Leitura:
Esdras 3:1-6.
A
passagem de Esdras 3:1-6 corresponde à época da
restauração do templo, quando um pequeno remanescente
judeu retornou da Babilônia, onde tinha estado cativo
por setenta anos, para a terra de Israel, para a cidade de Jerusalém
que estava em ruínas, e começou a reedificação
da casa do Senhor. Pois, o rei Ciro da Pérsia tinha emitido
um decreto autorizando a volta dos cativos para reconstruir
o templo de Deus.
A
primeira coisa que nos chama a atenção nesta história
é o fato de que é um pequeno remanescente. Quando
Ciro emitiu o decreto dando completa liberdade a qualquer judeu
que queria retornar para a sua terra para reedificar a casa
de Deus, só uns poucos o fizeram. Mais de um milhão
de judeus viviam então na Babilônia, mas só
cinqüenta mil retornaram com Zorobabel.

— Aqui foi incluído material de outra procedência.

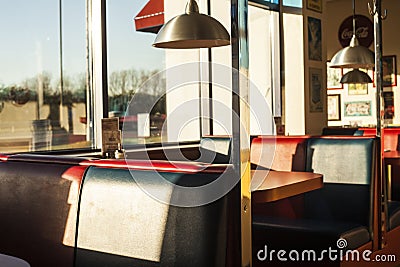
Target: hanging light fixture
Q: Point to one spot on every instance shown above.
(192, 30)
(356, 76)
(355, 55)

Depois houve um
segundo retorno com Esdras, e em seguida um terceiro no tempo
de Neemias.
O
propósito da restauração
O
profeta Daniel, sendo já ancião, começou
a ler o livro de Jeremias, e descobriu que este tinha profetizado
que o tempo que Jerusalém ia estar desolada e a casa
de Deus em ruínas seria de setenta anos. Então,
descobriu que os setenta anos já tinham se cumprido,
e, portanto, começou a orar pedindo ao Senhor que cumprisse
a palavra que tinha falado por meio de Jeremias.
Versículos
20-22, a resposta de Deus. "Ainda estava falando e orando,
e confessando o meu pecado e o pecado do meu povo Israel, e
derramava o meu rogo diante do Senhor meu Deus pelo monte santo
do meu Deus; ainda estava falando em oração, quando
o varão Gabriel, a quem tinha visto na visão no
princípio, voando com presteza, veio para mim como à
hora do sacrifício da tarde. E me fez entender, e falou
comigo, dizendo: Daniel, agora saí para te dar sabedoria
e entendimento".
Não
vamos falar sobre a profecia. Só quero mencionar uma
coisa. Foi dito a Daniel (vers. 25): "Sabe, pois, e entende,
que da saída da ordem para restaurar e edificar a Jerusalém
- do momento em que o rei Ciro der a ordem para que a cidade
seja reedificada e restaurada - até o Messias Príncipe
- que é o Senhor Jesus Cristo -, haverá sete semanas,
e sessenta e duas semanas; tornará a edificar a praça
e o muro em tempos angustiosos". Tudo o que é mencionado
aqui está relacionado com o que é dito no princípio:
"...da saída da ordem para restaurar e reedificar
a Jerusalém até o Messias Príncipe...".
A
única razão pela qual a cidade de Jerusalém
e a casa de Deus tinham que ser restauradas, era a vinda do
Messias Príncipe. O Senhor Jesus Cristo tinha que vir
a essa cidade e entrar por suas portas, pregar em suas praças
e em suas ruas, e tinha que morrer fora dos muros dessa cidade.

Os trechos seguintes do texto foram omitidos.